Upon the Queen's Wharf Sky Deck 100m above William St, you take a selfie against the backdrop of the iconic South Bank Parklands a short walk to West Village with its apartments, retail and lifestyle facilities set around the historic Peters Ice Cream factory and 1ha of publicly accessible open space. This is all linked by tree-lined pedestrian and cycle laneways.
From Cross River Rail's second city underground station in Albert St – the first CBD train station in more than 120 years - you emerge to make your way through a pedestrianised ‘'green corridor'' with parks, trees, chill-out zones and grassy areas linking the southern CBD with the City Botanic Gardens.
Respected international journal Travel+Leisure recently listed Brisbane as 11th among of the 50 best places to travel in 2020 (we were edged out of the top 10 by Boston), spruiking the ‘'air of optimism'' around the River City.
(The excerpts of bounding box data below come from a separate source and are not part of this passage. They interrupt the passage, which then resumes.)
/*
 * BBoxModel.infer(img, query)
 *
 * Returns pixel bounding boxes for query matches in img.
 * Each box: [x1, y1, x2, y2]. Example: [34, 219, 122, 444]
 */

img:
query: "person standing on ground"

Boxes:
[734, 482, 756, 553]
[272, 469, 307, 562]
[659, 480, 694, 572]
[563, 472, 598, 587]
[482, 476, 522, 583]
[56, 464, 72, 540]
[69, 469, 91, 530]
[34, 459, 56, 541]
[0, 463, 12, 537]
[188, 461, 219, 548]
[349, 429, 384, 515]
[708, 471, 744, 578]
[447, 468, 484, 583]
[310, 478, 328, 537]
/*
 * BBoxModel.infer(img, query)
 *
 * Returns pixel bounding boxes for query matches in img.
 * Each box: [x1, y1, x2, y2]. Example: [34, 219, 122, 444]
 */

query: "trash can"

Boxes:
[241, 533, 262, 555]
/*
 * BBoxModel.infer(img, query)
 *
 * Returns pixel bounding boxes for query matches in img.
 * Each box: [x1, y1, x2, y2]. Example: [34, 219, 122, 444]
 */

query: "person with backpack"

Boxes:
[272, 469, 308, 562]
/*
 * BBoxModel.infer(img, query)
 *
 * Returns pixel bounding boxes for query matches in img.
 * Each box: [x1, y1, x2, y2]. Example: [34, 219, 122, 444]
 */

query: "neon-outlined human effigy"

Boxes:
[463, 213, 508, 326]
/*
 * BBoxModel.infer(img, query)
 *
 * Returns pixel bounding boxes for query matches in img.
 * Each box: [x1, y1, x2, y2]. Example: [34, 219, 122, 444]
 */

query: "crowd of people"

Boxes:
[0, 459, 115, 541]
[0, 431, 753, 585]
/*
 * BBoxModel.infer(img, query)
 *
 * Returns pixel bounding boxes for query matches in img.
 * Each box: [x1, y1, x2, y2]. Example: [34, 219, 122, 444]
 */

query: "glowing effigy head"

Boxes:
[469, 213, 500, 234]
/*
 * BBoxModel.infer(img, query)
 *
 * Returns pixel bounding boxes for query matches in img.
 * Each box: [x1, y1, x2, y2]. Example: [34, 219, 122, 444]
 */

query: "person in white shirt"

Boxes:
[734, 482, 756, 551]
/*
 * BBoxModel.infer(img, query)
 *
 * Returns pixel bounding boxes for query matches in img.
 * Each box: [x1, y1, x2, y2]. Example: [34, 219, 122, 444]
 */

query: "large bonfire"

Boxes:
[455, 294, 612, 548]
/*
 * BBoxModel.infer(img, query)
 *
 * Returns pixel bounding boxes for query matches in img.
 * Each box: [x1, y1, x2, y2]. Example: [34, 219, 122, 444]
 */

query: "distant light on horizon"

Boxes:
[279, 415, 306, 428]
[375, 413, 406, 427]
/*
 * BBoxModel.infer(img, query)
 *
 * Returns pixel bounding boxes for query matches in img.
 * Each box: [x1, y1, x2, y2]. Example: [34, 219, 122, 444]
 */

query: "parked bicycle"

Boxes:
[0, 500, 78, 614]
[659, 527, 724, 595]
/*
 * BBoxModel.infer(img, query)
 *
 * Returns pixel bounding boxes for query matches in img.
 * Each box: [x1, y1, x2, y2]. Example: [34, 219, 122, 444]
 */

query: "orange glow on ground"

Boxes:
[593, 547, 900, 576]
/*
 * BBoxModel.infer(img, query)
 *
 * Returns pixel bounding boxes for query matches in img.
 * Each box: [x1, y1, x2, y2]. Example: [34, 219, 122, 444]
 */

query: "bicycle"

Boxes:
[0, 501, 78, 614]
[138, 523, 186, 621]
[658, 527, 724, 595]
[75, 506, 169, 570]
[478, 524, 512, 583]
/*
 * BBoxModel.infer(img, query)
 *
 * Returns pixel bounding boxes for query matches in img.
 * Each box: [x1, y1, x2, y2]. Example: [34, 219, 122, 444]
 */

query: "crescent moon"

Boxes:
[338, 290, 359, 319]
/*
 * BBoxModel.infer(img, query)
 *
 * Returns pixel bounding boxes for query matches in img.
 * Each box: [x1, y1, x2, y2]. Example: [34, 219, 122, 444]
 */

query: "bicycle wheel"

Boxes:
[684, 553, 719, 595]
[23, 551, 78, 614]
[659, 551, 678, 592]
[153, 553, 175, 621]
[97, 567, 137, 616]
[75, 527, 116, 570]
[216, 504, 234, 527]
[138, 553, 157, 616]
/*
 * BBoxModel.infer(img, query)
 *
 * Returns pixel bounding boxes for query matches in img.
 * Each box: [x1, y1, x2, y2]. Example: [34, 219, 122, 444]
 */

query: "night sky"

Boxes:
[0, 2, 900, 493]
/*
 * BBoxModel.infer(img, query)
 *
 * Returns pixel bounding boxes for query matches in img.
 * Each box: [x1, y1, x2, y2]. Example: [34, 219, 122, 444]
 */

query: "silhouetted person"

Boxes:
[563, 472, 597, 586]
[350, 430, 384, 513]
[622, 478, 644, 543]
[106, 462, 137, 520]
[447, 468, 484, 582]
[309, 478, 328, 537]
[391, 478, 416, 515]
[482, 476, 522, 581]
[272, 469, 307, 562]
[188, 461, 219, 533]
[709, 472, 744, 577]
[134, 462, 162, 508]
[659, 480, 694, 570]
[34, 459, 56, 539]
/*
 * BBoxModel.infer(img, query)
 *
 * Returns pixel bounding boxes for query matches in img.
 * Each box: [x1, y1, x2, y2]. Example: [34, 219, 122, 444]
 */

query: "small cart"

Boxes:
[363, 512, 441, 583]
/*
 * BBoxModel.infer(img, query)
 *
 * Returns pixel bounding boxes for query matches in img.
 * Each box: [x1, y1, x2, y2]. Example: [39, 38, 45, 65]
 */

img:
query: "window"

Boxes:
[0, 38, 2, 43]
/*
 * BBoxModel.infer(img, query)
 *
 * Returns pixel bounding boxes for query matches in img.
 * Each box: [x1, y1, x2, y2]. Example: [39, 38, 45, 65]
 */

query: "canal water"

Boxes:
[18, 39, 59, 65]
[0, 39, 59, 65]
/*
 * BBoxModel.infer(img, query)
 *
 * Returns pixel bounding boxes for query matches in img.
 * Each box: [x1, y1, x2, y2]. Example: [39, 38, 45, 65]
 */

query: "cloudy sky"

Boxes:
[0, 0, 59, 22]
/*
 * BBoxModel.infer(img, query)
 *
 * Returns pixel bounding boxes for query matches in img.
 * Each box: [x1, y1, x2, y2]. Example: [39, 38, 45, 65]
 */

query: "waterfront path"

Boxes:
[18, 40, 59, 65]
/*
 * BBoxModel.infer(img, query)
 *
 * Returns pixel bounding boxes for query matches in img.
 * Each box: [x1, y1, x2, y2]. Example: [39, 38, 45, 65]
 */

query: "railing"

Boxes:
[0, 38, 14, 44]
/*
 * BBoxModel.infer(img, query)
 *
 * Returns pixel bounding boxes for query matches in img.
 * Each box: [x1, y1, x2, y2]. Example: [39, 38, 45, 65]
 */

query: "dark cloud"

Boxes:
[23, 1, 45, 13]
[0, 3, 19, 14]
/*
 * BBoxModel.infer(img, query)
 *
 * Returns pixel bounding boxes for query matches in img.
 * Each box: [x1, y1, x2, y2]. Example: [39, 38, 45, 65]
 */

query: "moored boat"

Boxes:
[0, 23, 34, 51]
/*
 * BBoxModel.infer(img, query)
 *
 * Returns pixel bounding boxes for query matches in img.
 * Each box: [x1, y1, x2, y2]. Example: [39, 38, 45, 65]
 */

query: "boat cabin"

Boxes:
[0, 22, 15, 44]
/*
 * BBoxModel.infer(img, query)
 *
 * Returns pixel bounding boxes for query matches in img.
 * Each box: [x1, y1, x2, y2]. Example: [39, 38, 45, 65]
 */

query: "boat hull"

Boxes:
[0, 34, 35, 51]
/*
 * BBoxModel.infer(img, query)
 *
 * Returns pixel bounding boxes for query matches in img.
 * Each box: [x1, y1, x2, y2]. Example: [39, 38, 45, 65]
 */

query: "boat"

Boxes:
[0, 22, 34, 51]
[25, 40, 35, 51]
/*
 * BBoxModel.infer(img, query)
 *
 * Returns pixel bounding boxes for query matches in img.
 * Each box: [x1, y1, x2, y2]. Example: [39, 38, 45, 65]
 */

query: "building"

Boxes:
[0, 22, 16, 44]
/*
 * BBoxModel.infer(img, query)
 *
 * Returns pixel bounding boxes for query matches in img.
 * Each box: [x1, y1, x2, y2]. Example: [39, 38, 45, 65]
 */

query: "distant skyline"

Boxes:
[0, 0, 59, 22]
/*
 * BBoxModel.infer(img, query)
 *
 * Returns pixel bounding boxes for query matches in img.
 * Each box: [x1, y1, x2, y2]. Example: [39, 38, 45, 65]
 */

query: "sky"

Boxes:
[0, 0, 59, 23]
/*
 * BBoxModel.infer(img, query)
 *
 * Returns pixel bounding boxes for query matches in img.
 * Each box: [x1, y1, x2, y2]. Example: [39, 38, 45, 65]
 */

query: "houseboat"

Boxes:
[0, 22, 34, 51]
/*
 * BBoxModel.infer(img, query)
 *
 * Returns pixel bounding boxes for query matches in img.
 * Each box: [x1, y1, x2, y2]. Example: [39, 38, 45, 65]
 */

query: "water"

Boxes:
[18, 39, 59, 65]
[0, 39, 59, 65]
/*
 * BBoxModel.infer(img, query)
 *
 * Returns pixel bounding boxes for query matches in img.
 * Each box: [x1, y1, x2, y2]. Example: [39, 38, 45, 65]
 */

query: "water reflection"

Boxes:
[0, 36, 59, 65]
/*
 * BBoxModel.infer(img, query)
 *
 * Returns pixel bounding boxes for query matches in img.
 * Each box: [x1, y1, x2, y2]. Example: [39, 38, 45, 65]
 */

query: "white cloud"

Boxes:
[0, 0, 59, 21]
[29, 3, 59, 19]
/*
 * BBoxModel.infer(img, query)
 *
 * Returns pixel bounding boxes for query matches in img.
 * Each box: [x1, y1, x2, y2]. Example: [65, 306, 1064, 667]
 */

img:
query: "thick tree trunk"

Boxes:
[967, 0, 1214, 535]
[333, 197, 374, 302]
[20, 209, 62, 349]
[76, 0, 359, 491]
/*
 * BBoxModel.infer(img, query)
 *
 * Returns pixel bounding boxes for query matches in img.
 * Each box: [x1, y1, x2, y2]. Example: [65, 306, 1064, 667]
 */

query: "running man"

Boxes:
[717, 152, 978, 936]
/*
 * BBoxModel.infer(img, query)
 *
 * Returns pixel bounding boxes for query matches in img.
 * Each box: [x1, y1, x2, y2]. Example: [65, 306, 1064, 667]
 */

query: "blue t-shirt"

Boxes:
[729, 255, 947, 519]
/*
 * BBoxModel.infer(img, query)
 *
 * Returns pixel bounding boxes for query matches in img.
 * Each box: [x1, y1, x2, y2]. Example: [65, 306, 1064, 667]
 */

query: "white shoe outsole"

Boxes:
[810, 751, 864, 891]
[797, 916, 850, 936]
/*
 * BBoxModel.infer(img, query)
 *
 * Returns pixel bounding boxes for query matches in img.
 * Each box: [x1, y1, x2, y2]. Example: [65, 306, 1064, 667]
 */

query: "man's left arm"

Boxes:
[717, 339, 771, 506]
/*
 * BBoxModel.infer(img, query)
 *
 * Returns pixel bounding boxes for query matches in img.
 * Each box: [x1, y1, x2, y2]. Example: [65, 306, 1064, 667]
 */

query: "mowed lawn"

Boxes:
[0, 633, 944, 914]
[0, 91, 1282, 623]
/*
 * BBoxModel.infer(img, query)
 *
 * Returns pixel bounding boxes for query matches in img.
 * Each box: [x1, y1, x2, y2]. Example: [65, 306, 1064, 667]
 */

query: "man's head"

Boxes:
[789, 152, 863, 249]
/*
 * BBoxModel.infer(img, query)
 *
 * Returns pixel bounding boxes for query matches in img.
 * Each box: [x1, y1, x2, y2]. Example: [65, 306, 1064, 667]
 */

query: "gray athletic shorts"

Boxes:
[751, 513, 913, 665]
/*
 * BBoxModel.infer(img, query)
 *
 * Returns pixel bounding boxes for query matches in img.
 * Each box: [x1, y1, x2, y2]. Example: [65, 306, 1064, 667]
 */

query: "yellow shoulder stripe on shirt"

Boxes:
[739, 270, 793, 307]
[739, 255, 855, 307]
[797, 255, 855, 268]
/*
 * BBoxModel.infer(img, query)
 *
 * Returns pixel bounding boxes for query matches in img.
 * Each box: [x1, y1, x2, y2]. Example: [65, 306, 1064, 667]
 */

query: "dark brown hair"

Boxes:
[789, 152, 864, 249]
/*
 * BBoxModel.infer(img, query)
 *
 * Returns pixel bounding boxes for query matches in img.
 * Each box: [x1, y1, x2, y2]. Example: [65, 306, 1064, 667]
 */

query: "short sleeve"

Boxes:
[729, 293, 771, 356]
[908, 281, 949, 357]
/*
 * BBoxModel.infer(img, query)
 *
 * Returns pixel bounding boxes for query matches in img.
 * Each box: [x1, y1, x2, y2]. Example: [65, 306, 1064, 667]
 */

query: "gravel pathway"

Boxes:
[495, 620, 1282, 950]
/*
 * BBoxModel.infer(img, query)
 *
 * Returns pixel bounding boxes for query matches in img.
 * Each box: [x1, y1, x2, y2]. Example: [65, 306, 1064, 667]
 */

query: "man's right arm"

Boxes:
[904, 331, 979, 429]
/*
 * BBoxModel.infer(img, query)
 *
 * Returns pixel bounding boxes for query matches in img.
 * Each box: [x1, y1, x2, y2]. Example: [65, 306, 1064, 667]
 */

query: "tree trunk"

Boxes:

It's an air of optimism that is luring tourists in record numbers. Recent data from Tourism and Events Queensland shows that Brisbane welcomed 7.7m domestic overnight visitors for the year ending June 30, pouring $4.9 billion into local coffers.
That included 948,000 tourists from Sydney (up 13.3 per cent) while the number of Melburnians heading north grew 8 per cent to 584,000. Brisbane is growing in popularity among international tourists with a record 1.4m, up 3.4 per cent, driving spending surge of $2.7b.
The Sunshine State capital is also proving a favourite destination for the rest of Queensland with 4.5m intrastate travellers staying for a total of 11.4m nights, while daytrippers were up 17.4 per cent on the previous year.
The visitor wave is spreading well beyond the city to traditional magnets such as the Gold Coast, Sunshine Coast and Tropical North Queensland. Tourism minister Kate Jones recently talked about a ‘'golden summer'' after research revealed an extra 400,000 Aussie travellers would holiday in the Sunshine State this summer, tipping an additional $300 million into the tills of tourism operators.
With Brisbane Airport's new $1.3b runway due to open by the middle of 2020 followed by the $160m international cruise ship terminal later in 2020 and the boom in high-end CBD hotels over the past 18 months, we are well placed to exploit this tourism explosion.
These transformational bricks-and-mortar changes can be supported by the ancient wonders of Brisbane and awe-inspiring ways to experience our indigenous heritage such as Riverlife Mirrabooka and Tribal Experiences.
Beneath me alongside the mighty shoulders of the Story Bridge's northern footings, I hear the din of revellers enjoying their frosty Felons beers at our newest icon, Howard Smith Wharves - the historic shipyard-turned craft beer hall, dining destination, luxury hotel and picture-perfect parkland.
It reminds me of how far we've come, how much we have changed and why we live in the best city.